Ebook Intertemporal substitution and equity premium: A perspective with habit in Epstein-Zin preferences

Submitted by puput on Mon, 04/19/2010 - 02:24

Risk aversion has long been the focus of the consumption based asset pricing literature on the equity premium puzzle. Since Mehra and Prescott (1985), many studies have recognized that large risk aversion is necessary in order to reconcile the high levels of average stock returns and return volatilities with smooth consumption growth.

In contrast, the role of intertemporal substitution has been largely under researched as most studies cannot effectively differentiate its effect from that of risk aversion. Often this is because many models are based on power utility. Consequently, with the constraint that the elasticity parameter is the inverse of the risk aversion parameter, they cannot vary independently. Moreover, even in models using Epstein and Zin (1989) utility that differentiates the two parameters, a random walk consumption growth process renders Epstein-Zin utility equivalent to power utility [Kocherlakota (1990)].

This paper presents a model that reveals intertemporal substitution as a distinctive and important channel, separate from risk aversion, in generating equity premium, return volatility, and their cyclical variations. The model is able to distinguish the two channels as a result of two critical ingredients. First, the model is based on Epstein-Zin utility that differentiates the two parameters. Second, the model incorporates external habit following Campbell and Cochrane (1999). With habit formation, the agent really cares about surplus consumption, or consumption in excess of habit. Even though consumption growth is a random walk in the model, surplus consumption varies counter-cyclically. Consequently, the model in this paper does not reduce to power utility.

In the model, consumption growth shocks drive the habit process to generate persistent variations in surplus consumption across time. The agent, however, prefers a smooth stream of surplus consumption, and consequently demands compensation for consumption risk. This gives rise to the intertemporal substitution channel, and it is different from the risk aversion channel, in which consumption growth shocks generate variations in surplus consumption across future states, which the agent dislikes and also demands compensation for. Both channels make positive contributions to equity premium.
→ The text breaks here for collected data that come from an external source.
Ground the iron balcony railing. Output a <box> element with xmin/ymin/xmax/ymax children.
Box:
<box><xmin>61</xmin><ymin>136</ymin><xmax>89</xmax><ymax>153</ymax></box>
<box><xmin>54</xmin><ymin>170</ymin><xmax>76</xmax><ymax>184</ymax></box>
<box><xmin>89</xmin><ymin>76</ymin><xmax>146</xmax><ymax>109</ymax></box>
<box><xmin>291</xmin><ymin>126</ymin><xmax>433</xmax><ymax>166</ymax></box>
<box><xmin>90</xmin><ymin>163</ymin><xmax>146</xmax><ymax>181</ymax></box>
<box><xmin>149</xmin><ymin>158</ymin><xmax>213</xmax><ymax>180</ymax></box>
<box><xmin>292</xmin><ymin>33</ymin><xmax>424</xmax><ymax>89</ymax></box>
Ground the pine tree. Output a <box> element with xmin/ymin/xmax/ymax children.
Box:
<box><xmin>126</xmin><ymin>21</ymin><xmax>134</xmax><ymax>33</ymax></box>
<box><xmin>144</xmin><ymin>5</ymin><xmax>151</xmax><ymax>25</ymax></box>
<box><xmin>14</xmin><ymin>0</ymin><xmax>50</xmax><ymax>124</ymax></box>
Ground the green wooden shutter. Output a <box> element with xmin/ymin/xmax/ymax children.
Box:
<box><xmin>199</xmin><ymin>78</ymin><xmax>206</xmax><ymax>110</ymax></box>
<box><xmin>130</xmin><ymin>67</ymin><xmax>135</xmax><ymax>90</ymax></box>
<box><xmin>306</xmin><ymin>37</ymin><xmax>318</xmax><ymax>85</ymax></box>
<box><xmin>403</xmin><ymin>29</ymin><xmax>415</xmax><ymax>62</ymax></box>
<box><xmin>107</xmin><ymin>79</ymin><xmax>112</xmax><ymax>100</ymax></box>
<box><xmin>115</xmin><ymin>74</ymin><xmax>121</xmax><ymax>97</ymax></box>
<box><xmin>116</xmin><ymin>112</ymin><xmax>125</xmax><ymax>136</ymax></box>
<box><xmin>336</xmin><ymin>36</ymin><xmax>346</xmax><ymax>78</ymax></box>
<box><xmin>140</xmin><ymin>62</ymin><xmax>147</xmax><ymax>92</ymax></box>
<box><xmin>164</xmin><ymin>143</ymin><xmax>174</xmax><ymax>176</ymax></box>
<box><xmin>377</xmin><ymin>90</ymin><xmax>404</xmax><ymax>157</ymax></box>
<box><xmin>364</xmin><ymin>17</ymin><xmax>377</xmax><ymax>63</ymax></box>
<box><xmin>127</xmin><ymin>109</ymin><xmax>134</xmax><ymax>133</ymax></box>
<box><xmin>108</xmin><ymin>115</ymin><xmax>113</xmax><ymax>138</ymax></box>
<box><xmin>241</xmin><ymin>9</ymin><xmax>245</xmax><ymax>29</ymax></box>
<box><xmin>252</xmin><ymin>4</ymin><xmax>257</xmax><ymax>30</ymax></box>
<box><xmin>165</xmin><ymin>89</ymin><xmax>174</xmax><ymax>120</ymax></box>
Moreover, the contributions from both channels are time varying. The model analyses imply an effective elasticity of intertemporal substitution that is much lower than the parameter value and varies pro-cyclically. On the other hand, the effective risk aversion is counter cyclical and much higher than the parameter value. Both of them drive counter-cyclical variations in equity premium. It is thus important to distinguish the effective contributions of the two channels from their respective parameter values.

In accordance with the empirical fact of small volatility in the real risk-free rate, this study, similar to Campbell and Cochrane (1999), devises the model to achieve a constant risk-free rate. This requirement further accentuates the significance of the intertemporal substitution effect. The results indicate that the model’s asset pricing implications are very sensitive to the elasticity parameter, often more so than to the risk aversion parameter. In particular, the market price of risk, and subsequently the Sharpe ratio of the return to the dividend claim, increase with a decreasing elasticity parameter, but remain largely unchanged with respect to variations in the risk aversion parameter. Therefore, to match the large Sharpe ratio of the aggregate stock market, a small elasticity parameter is essential. On the other hand, the beta, or the loading of the return innovations on consumption risk, turns out to decline with an increasing risk aversion parameter, and so do both the average return and the volatility.